From Ventus Riven: A Plural Read of Vanitas
With the Kingdom Hearts III Re:Mind DLC arriving soon I have been thinking back on Vanitas and his climactic moments in the final act of the main game. He’s a really fascinating character whose pathos is somewhat hampered; while I adored the main game, I wish Vanitas had been given more time and space to develop, grow, and reckon with his trauma. I know the game has to focus on Sora, on the ultimate battle with light and dark. But even on the periphery, Vanitas’s story is powerful and existential.

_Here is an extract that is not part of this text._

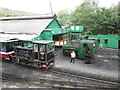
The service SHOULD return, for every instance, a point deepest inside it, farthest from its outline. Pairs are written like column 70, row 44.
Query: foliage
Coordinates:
column 96, row 20
column 64, row 17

It starts with his creation. “Empty creature from Ventus riven…to you, the name Vanitas shall be given.” Those are Xehanort’s words as he sunders Vanitas from Ventus, separating light from darkness. Vanitas is not a Nobody; he’s just darkness. He doesn’t lack a heart; his heart is just all the darkness of Ventus’s.
In the end, Vanitas refuses to join the fight against Xehanort despite the suffering he has endured. Created, manipulated, and used without his consent, Vanitas still just accepts when he has always been told; that he is darkness, through and through. When Sora and Ventus tell him he can be anything he chooses, he claims that mantle of darkness, the one form of agency he can manage in a life designed and controlled in its entirety by someone else. “What I am is darkness.” And then he fades away.
In a lot of ways, I empathize. A year ago I reckoned with a nascent feeling that had been growing for some time; that I too was split. It’s not just that I’m one facet of a greater whole, but that I am many wholes wrapped up in another whole. Every swallowed scream, every emotion I had repressed and hidden away in my life, came bubbling back up in the form of Xoe.
If Vanitas saw himself as something of only darkness, if all he heard his entire life was that he was a tool, an incomplete and broken half, why would he not claim those curses as titles? All he is is negativity, to the point that he manifests other beings comprised entirely of his own emotions. Xoe has described herself in the same way. Or rather, I have, when I am Xoe. It is easy to feel like you are broken when you’re hiding a part of yourself; anyone who’s lived in a closet knows that. I felt impossible and aberrant, and Xoe still does. Her poetry paints her as a glitch: “it’s a terrifying thought to be a ghost in someone’s head / just a glitch in a system you didn’t mean to create”.
There was a crushing pressure in my chest when I finally reckoned with the fact that I wasn’t one; wasn’t alone. My fiancee was on the phone with me as I writhed in my bed, agonizing my way toward the resolve to admit that Xoe was there. It was painful and raw and I would never want to take it back. If I lost Xoe, if she lost me, I don’t know how either of us would survive. That would be a true incompleteness. If that happened, it isn’t hard to imagine facing life with the same nihilistic boredom Vanitas did.
I don’t think Xoe is going anywhere, and I don’t think we are doomed like Vanitas. Like all applications of real world identity to fictional characters, there are limits to the metaphor. Just because she feels broken and doomed doesn’t mean she is. But it’s hard not to see myselves in this boy, this tragic and embittered villain.